Dataset References and Contracts

In the DEPA training framework, TDPs register dataset references with a contract service to make their datasets discoverable to TDCs. TDCs who wish to train models using one or more registered datasets sign contracts with the respective TDCs and register the contracts with the contract service.

Dataset References

Dataset references are signed JSON objects that include (but are not limited to)

  • Name: Name of the dataset
  • Description: Description of the dataset
  • UUID: Unique identifier for the dataset
  • Schema: Reference to the dataset schema
  • URL: Location where the encrypted dataset is available
  • Sample URL: Location of the sample dataset
  • Key Vault URL: Location where encryption key is available
  • Key ID: Key identifier
  • Data Usage Policy: Policy constraining use of the dataset
  • Data card: Detailed description of data sources, how the data was sourced, data distributions, pre-processing, risks and limitations.
  • Creators: Names of dataset creations.

A sample dataset reference is as follows.

{
"name": "covid-hospitalization",
"uuid": "...",
"schema": "...",
"url": "...",
"sampleUrl": "...",
"keyVaultUrl": "...",
"keyid": "CovidHospitalizationDataKey",
"dataUsagePolicy": "...",
"dataCard": "...",
"creators": "abc@hospital.com"
}

TDPs can restrict the operations that may be performed on a dataset using dataUsagePolicy. For example, the policy may specify that certain columns (e.g., mobile number) in the dataset may not be used as keys in a join operation. The SRO shall define a standard language (e.g., Rego) for expressing data usage policies.

The SRO SHALL define the format and attributes required in the data card.

See contract service specifications for details on signing and registering dataset references.

Contracts

TDPs and TDCs collaborate on datasets using digital contracts. A contract is an object that defines the terms of a collaboration. It includes (but is not limited to)

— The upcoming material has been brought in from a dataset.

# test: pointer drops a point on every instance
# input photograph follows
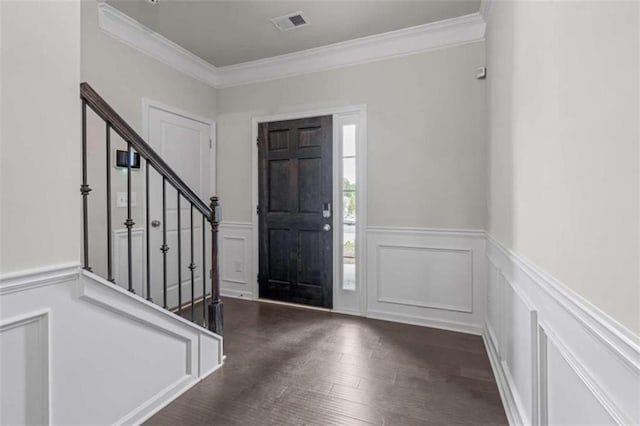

  • List of participants. This includes TDPs, TDCs, and CCR providers.
  • Duration of the contract.
  • The dataset(s) being shared.
  • Constraints under which each dataset is shared.
  • Terms under which the dataset is shared.
  • Terms under which the contract may be revoked.

Constraints may include (but are not limited to)

  • Security constraints e.g., the specific confidential clean room environment in which the dataset can be accessed
  • Data usage constraints e.g., the class of queries that can be performed on the dataset
  • Privacy constraints e.g., the privacy budget available to the TDC

Dataset sharing terms may include payment terms e.g., one time payments, pay per use etc.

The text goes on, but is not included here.